É curioso que queiram converter em herói o mesmo Estado que antes era tratado como vilão cada vez que intervinha (mal) na PT ou usava a empresa para seu benefício.
Há uma Portugal Telecom (PT) que já deu motivos de orgulho ao país. Era uma PT boa, a empresa que lançou inovações mundiais como o cartão pré-pago nos telemóveis, que inovou nas redes e na televisão por cabo, que abriu espaços de investigação e desenvolvimento nas universidades, que fixou lanças em África e no Brasil e numa série de mercados onde tantos tentavam entrar e falhavam, que assinou uma estratégia de internacionalização que o próprio país usou como bandeira.Essa PT, que um dia foi grande, é hoje uma enorme sombra - não apenas do seu passado, mas sobretudo sobre o seu futuro. A maior operadora portuguesa, exemplo de vanguarda e inovação, hoje parece mais um castelo de cartas, arruinado por batotas de gestão e jogadas de alto risco que deitaram a perder (quase) tudo o que era bom.
Mas é isso razão suficiente para que venham agora reclamar a sua nacionalização? Ou que venham partidos exigir que o Governo intervenha na salvação do que dizem ser uma empresa estratégica para o país? Convém recordar duas coisas importantes. Primeiro, a PT é uma empresa privada. Tem acionistas e tem administradores e, se foi a estes que se confiou a gestão e as decisões da empresa, é também sobre eles que deve pender a responsabilidade do que é bem ou mal gerido - sejam os 900 milhões de euros aplicados na Rioforte, seja outra medida qualquer.
Segundo, é curioso que queiram converter em herói o mesmo Estado que antes era tratado como vilão cada vez que intervinha na PT ou usava a empresa para seu benefício - e não foi apenas uma vez. Aconteceu em 2002 quando o governo precisou de receita extra e a PT comprou a rede fixa de telecomunicações. Aconteceu de novo em 2010 quando se transferiu o fundo de pensões da PT para a alçada do Estado para dar uma ajuda ao cumprimento das metas do déficit público.
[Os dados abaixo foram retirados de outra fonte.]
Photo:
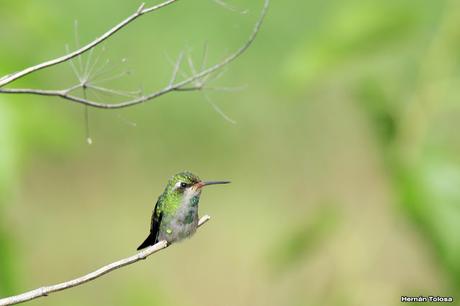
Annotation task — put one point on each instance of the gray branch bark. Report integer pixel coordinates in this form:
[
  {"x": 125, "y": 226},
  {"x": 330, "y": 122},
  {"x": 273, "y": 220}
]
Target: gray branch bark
[
  {"x": 195, "y": 82},
  {"x": 45, "y": 291}
]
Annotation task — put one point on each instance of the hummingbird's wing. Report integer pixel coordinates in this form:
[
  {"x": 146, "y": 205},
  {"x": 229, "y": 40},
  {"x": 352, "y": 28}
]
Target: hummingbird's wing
[{"x": 157, "y": 215}]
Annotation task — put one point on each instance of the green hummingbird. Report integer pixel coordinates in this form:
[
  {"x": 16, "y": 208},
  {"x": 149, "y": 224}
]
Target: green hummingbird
[{"x": 175, "y": 215}]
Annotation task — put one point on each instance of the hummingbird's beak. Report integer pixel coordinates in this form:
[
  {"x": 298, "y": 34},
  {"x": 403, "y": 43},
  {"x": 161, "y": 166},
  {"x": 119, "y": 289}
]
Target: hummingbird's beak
[{"x": 202, "y": 184}]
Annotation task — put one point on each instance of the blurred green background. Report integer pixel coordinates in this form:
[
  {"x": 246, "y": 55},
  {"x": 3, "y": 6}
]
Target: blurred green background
[{"x": 344, "y": 158}]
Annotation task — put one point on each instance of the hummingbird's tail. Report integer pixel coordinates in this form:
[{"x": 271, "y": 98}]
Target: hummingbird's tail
[{"x": 151, "y": 240}]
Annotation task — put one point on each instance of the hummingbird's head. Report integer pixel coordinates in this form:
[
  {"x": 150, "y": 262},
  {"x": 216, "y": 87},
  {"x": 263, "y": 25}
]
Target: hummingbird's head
[{"x": 187, "y": 183}]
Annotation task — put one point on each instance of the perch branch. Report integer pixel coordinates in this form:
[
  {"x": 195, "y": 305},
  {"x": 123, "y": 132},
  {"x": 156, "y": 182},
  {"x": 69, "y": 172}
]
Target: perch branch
[
  {"x": 194, "y": 82},
  {"x": 45, "y": 291}
]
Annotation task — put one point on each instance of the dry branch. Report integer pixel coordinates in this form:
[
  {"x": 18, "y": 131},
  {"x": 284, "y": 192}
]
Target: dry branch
[
  {"x": 196, "y": 81},
  {"x": 45, "y": 291}
]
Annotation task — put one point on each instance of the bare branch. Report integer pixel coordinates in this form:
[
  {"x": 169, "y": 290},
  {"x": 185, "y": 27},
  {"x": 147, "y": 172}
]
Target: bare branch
[
  {"x": 141, "y": 11},
  {"x": 45, "y": 291},
  {"x": 194, "y": 82}
]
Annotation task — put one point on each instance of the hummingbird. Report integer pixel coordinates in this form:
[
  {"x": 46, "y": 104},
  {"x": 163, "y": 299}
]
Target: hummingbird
[{"x": 175, "y": 216}]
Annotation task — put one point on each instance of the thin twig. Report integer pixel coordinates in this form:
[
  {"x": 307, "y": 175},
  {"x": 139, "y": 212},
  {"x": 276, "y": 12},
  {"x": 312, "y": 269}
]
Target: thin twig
[
  {"x": 198, "y": 79},
  {"x": 45, "y": 291},
  {"x": 139, "y": 12}
]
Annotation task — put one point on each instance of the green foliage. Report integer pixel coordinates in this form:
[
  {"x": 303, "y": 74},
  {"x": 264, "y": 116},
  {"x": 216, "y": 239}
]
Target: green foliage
[{"x": 306, "y": 238}]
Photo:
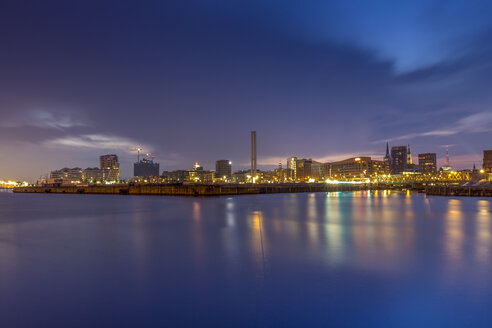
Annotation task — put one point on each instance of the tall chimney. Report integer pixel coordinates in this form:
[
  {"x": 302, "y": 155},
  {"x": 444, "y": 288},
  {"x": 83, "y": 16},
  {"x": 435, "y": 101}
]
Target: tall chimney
[{"x": 253, "y": 153}]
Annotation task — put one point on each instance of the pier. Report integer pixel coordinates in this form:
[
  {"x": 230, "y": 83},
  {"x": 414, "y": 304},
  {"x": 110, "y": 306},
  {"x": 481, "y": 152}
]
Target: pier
[{"x": 197, "y": 189}]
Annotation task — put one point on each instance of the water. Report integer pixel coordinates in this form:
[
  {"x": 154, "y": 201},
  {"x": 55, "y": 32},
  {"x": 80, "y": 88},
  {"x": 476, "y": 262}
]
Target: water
[{"x": 299, "y": 260}]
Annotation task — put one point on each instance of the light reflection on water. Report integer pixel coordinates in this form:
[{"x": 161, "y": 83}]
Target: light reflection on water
[{"x": 386, "y": 253}]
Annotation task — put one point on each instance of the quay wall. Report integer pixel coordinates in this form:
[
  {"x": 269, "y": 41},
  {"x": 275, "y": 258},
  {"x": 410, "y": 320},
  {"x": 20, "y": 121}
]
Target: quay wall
[
  {"x": 472, "y": 191},
  {"x": 195, "y": 189}
]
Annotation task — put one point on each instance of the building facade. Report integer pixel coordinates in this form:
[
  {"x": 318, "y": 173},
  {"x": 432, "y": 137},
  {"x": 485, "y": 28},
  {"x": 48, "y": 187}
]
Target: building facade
[
  {"x": 73, "y": 175},
  {"x": 356, "y": 168},
  {"x": 398, "y": 159},
  {"x": 223, "y": 169},
  {"x": 291, "y": 165},
  {"x": 428, "y": 162},
  {"x": 110, "y": 166},
  {"x": 146, "y": 168},
  {"x": 93, "y": 174},
  {"x": 309, "y": 170}
]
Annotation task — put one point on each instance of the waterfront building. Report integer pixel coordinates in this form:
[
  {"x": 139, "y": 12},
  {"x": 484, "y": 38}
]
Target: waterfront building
[
  {"x": 197, "y": 175},
  {"x": 309, "y": 170},
  {"x": 110, "y": 166},
  {"x": 93, "y": 174},
  {"x": 71, "y": 175},
  {"x": 282, "y": 175},
  {"x": 487, "y": 161},
  {"x": 409, "y": 156},
  {"x": 223, "y": 169},
  {"x": 291, "y": 164},
  {"x": 428, "y": 162},
  {"x": 146, "y": 168},
  {"x": 398, "y": 159},
  {"x": 356, "y": 168}
]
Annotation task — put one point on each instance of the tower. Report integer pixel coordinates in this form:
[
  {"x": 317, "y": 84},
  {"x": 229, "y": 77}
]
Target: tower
[
  {"x": 253, "y": 153},
  {"x": 387, "y": 157},
  {"x": 409, "y": 156}
]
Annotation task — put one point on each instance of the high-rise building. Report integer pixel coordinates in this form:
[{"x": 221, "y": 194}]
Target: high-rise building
[
  {"x": 291, "y": 165},
  {"x": 398, "y": 159},
  {"x": 309, "y": 169},
  {"x": 223, "y": 169},
  {"x": 409, "y": 156},
  {"x": 146, "y": 168},
  {"x": 93, "y": 174},
  {"x": 428, "y": 162},
  {"x": 69, "y": 174},
  {"x": 110, "y": 166},
  {"x": 487, "y": 161},
  {"x": 356, "y": 168}
]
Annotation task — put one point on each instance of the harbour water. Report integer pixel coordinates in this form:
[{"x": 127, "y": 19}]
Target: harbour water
[{"x": 353, "y": 259}]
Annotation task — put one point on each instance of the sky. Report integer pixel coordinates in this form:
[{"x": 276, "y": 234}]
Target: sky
[{"x": 188, "y": 80}]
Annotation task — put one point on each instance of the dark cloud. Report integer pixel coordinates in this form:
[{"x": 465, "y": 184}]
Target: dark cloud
[{"x": 190, "y": 79}]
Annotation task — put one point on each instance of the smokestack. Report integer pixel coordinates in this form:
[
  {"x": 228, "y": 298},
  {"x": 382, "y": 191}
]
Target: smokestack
[{"x": 253, "y": 153}]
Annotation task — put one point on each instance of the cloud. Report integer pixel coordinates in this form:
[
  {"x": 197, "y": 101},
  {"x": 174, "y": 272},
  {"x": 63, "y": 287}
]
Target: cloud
[
  {"x": 475, "y": 123},
  {"x": 274, "y": 160},
  {"x": 94, "y": 141},
  {"x": 44, "y": 119}
]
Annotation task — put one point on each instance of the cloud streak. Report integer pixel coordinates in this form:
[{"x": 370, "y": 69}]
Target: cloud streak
[
  {"x": 94, "y": 141},
  {"x": 44, "y": 119},
  {"x": 476, "y": 123}
]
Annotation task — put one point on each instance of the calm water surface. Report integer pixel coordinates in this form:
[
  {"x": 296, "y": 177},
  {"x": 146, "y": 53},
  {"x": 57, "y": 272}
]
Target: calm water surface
[{"x": 287, "y": 260}]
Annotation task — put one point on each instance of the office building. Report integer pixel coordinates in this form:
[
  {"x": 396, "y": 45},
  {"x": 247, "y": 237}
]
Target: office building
[
  {"x": 93, "y": 174},
  {"x": 68, "y": 174},
  {"x": 356, "y": 168},
  {"x": 146, "y": 168},
  {"x": 398, "y": 159},
  {"x": 428, "y": 162},
  {"x": 110, "y": 166},
  {"x": 309, "y": 170},
  {"x": 223, "y": 169},
  {"x": 291, "y": 165}
]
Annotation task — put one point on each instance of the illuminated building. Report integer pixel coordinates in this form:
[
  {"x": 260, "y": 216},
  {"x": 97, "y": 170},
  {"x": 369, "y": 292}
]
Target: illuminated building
[
  {"x": 223, "y": 169},
  {"x": 487, "y": 161},
  {"x": 309, "y": 169},
  {"x": 398, "y": 159},
  {"x": 291, "y": 165},
  {"x": 195, "y": 175},
  {"x": 356, "y": 168},
  {"x": 428, "y": 162},
  {"x": 93, "y": 174},
  {"x": 67, "y": 174},
  {"x": 110, "y": 166},
  {"x": 282, "y": 175},
  {"x": 146, "y": 168}
]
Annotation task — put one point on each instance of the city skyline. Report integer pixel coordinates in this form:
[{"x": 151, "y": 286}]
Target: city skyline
[{"x": 189, "y": 80}]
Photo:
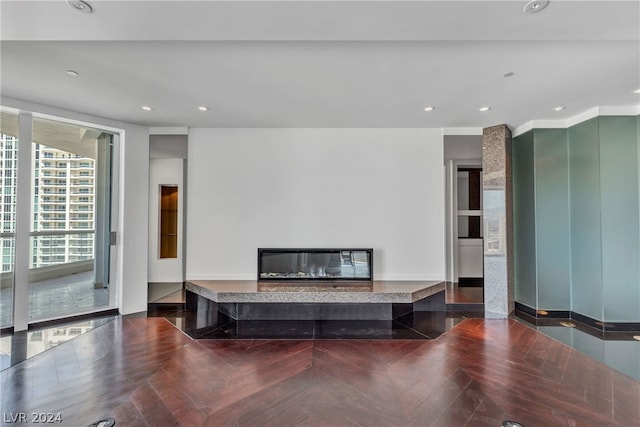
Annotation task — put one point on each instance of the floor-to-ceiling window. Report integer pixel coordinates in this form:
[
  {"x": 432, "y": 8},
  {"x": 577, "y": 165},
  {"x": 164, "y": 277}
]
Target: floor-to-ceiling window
[
  {"x": 8, "y": 175},
  {"x": 65, "y": 247}
]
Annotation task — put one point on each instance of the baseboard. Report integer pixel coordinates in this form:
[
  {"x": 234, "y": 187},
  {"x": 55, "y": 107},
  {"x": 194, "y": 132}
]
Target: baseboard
[{"x": 599, "y": 325}]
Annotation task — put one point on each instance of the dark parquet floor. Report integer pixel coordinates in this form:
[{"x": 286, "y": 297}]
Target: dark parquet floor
[{"x": 145, "y": 372}]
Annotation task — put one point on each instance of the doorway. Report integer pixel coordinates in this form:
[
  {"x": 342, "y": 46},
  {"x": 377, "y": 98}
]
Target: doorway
[{"x": 465, "y": 249}]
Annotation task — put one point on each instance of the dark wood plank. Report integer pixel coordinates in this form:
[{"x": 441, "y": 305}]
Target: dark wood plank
[{"x": 143, "y": 371}]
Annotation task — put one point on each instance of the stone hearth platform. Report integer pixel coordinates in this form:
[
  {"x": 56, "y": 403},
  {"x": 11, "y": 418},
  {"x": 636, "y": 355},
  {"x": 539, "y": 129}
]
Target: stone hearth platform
[
  {"x": 253, "y": 300},
  {"x": 235, "y": 291}
]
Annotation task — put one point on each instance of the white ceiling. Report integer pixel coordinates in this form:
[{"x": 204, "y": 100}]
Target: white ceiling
[{"x": 322, "y": 63}]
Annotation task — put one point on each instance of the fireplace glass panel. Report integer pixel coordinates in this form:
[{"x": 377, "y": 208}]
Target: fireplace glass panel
[{"x": 315, "y": 264}]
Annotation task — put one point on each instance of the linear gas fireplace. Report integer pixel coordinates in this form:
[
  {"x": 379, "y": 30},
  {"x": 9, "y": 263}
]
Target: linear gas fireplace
[{"x": 315, "y": 264}]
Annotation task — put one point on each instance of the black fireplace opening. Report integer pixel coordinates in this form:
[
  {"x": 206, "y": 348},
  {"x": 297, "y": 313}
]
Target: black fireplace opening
[{"x": 315, "y": 264}]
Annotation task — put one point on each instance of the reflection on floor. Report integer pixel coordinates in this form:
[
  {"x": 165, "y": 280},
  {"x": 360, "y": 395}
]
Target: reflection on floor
[
  {"x": 416, "y": 325},
  {"x": 57, "y": 297},
  {"x": 456, "y": 294},
  {"x": 19, "y": 346},
  {"x": 618, "y": 350},
  {"x": 166, "y": 293}
]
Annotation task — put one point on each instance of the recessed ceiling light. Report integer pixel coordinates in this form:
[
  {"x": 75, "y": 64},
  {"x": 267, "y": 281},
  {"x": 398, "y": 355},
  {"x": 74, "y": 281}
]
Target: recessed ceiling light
[
  {"x": 535, "y": 6},
  {"x": 80, "y": 6}
]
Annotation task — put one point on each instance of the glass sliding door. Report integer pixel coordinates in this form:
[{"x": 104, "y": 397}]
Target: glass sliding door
[
  {"x": 70, "y": 206},
  {"x": 8, "y": 175}
]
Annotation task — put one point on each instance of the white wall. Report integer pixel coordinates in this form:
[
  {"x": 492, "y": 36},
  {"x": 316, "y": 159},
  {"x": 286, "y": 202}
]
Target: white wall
[
  {"x": 132, "y": 248},
  {"x": 378, "y": 188},
  {"x": 129, "y": 280},
  {"x": 165, "y": 172}
]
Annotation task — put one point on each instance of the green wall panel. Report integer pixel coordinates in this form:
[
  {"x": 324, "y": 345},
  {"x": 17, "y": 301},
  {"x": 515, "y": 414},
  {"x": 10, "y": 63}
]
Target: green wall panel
[
  {"x": 584, "y": 199},
  {"x": 524, "y": 220},
  {"x": 553, "y": 239},
  {"x": 618, "y": 146}
]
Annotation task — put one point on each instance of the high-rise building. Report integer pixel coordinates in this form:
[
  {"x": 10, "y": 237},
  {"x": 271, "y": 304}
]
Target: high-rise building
[{"x": 63, "y": 205}]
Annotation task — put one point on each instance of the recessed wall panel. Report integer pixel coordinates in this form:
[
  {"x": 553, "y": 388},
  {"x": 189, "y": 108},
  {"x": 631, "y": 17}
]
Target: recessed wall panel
[
  {"x": 553, "y": 240},
  {"x": 525, "y": 282},
  {"x": 584, "y": 199},
  {"x": 619, "y": 207}
]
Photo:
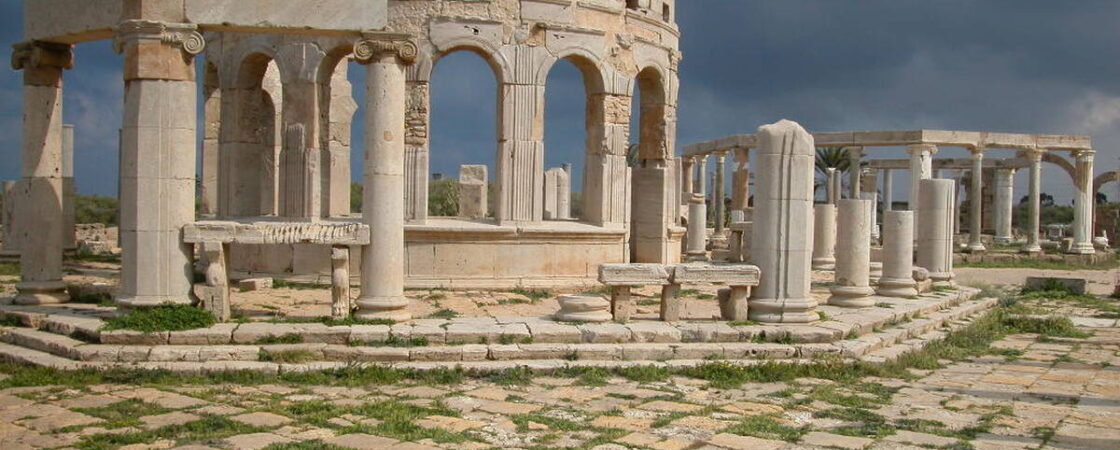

Aconteceu sempre que foi preciso catapultar políticas governamentais, como quando a PT ajudou a financiar a Fundação Magalhães. Foram muitos os momentos e decisões tomadas pelas piores razões e contestadas pelos melhores motivos. E foram também elas, juntamente com atos de má gestão que agora se vêem a descoberto, que converteram uma PT boa numa PT má. Mas é esta PT, que acabou minada por interesses privados, más decisões ou atos mal explicados, que queremos ver salva pelo Governo?
É seguro dizer que nem tudo se perdeu - ainda. Mesmo que o projeto industrial e de inovação esteja comprometido ou que as próprias ambições em mercados como o Brasil tenham de ser revistos, ainda há muito para salvar: há Meo e Sapo e projetos de inovação e milhares de trabalhadores. E há uma visão (ou será apenas uma miragem?) de um novo líder que quer manter a PT no lado bom da equação. Resta saber para que lado seguirá o futuro da operadora - mas, seja ele qual for, que seja por iniciativa dos privados que investem e gerem, e não por intervenção forçada de um Estado que, como já se viu, também ajudou a esvaziar o que havia de bom na empresa. Se há coisa que o passado ensina é que os erros não se devem repetir no futuro.